On this documentation page, we describe the steps taken on the Stock Market and Covid Deaths datasets to prepare the data for analyzing.
Size: 10.23 GB
Source: Kaggle
Content: Daily stock market prices for NASDAQ, S&P500, and NYSE listed companies from March 1980 to December 2022 in CSV format. Also includes companies from the Forbes Global 2000 ranking. Columns: Date, Volume, High, Low, Closing Price.
Size: 10.54 GB
Source: Kaggle
Content: Daily Covid-related death numbers in CSV format classified by area, income group and calculation method. Also provides daily infection numbers by country. Data spans from January 2020 to November 2023.
Using Kaggle search, we found the two datasets related to our project's problem, containing data in an easily analyzable format (CSV) and fulfilling the size requirements for this project.
We set up a Kaggle account and downloaded each of the datasets to our local disk. Since we have limited local memory, we only could download one dataset at a time.
The Stock Market dataset contains the tables both in CSV and JSON format. Since we are only going to analyze the data in CSV format, we removed the JSON folders from the dataset.
Apart from the death toll data, the COVID-19 dataset also contains scripts, plots and other intermediate files needed for visualization or retrieving the contained data. So, we removed all the extra directories apart from output-data, as well as all non-CSV files and output-for-interactive folder in it.
We created a GCS bucket called marketquake_data located in europe-southwest1 region.
Through the Google Cloud Platform's GUI, we uploaded the cleansed datasets into the covid_death_data and stock_market_data folders.
To store the future results of our study, we also created a GCS bucket called marketquake_results in the same region.
Exploring the data, we identified the following problems in our stock_market_data dataset:
Stock CSVs do not contain the name of the stock as a column. The only way to find out the stock name is by looking at its file name, which is not going to be available after merging all stocks into one DataFrame.
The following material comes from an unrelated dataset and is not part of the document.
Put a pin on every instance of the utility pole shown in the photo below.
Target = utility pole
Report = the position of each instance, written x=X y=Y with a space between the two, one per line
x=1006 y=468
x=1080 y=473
The 'Adjusted Close' column name contains a space, which could be problematic if we use this column for file naming.
Nearly every stock file lacks rows for certain dates (typically 2-3 days in a week). There seems to be no pattern of when the information is missing. Also, the data in covid_death_data is captured weekly.
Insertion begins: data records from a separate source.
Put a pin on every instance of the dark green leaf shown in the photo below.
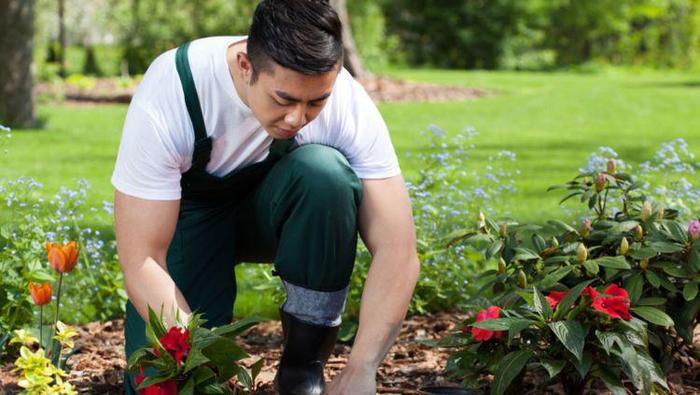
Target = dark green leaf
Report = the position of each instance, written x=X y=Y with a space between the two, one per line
x=553 y=367
x=653 y=315
x=690 y=291
x=501 y=324
x=613 y=262
x=509 y=368
x=571 y=334
x=634 y=285
x=570 y=298
x=541 y=304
Some files (e.g.: ACTA.csv) contain empty values starting from a particular date (e.g.: 20-04-2018,,,,,,).
Using a simple Python script, add the "Name" column with the bear file name at the end of each line in each stock CSV. Execute the script for all markets as part of the cleansing phase.
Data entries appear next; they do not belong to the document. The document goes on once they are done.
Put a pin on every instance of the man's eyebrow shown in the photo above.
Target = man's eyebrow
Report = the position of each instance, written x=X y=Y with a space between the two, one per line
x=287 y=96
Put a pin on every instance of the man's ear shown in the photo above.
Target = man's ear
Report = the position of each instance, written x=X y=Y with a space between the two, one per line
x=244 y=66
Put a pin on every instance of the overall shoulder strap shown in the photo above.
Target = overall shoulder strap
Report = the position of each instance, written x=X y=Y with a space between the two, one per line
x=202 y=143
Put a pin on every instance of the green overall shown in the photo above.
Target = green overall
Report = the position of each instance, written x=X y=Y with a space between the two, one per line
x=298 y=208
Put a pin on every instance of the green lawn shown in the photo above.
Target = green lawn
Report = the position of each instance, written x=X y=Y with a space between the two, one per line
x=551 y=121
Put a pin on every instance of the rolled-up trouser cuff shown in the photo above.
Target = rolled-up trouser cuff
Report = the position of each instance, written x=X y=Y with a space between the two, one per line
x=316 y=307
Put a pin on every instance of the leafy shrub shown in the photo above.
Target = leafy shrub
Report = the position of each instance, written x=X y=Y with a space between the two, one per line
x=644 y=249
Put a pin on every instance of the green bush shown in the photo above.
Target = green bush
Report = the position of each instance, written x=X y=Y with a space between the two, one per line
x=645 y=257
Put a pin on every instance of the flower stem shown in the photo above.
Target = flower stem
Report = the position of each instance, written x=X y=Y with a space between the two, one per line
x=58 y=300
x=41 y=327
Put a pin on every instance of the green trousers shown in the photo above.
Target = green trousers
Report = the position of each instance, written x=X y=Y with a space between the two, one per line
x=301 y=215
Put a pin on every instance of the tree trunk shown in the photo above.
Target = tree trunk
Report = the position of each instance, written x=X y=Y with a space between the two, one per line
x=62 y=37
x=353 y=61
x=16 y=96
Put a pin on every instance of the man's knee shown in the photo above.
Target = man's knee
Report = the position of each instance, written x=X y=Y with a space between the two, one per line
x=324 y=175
In the same script, change the 'Adjusted Close' column name to 'AdjustedClose'. You can view the cleansing script on GitHub.
Since the information is only missing for 2-3 day periods, view data in weekly, not daily iterations. For this, calculate average stock prices and total volume for each week. More details on implementation can be found in our Code documentation.
Empty values are interpreted as None by PySpark and are automatically ignored when doing calculations on a DataFrame. However, not to overload a DataFrame with them, simply remove all rows with None values during information processing.
We classified stocks into certain categories that relevant for the analysis of the stock market during a pandemic. We identified Healthcare, Technology and Industrials as the most interesting stock market sectors and manually categorized stocks by these sectors after conducting some research. The classification, however, may contain imprecise or incomplete assignments due to the manual evaluation. With this classification, we cover the stocks from FORBES2000, NASDAQ, and NYSE datasets.
The categorization is based on the following factors:
Healthcare: includes pharmaceuticals, biotechnology, healthcare equipment, and healthcare services.
Technology: companies in this sector are involved in software, hardware, semiconductors, and IT businesses.
Industrials: covers machinery, construction, aerospace, defence, and transportation.
The table schema is: Name (of the stock), Category, Description (of the stock). The corresponding CSV file can be found in Google Cloud Storage: stock_market_data/CategorisedStocks.csv.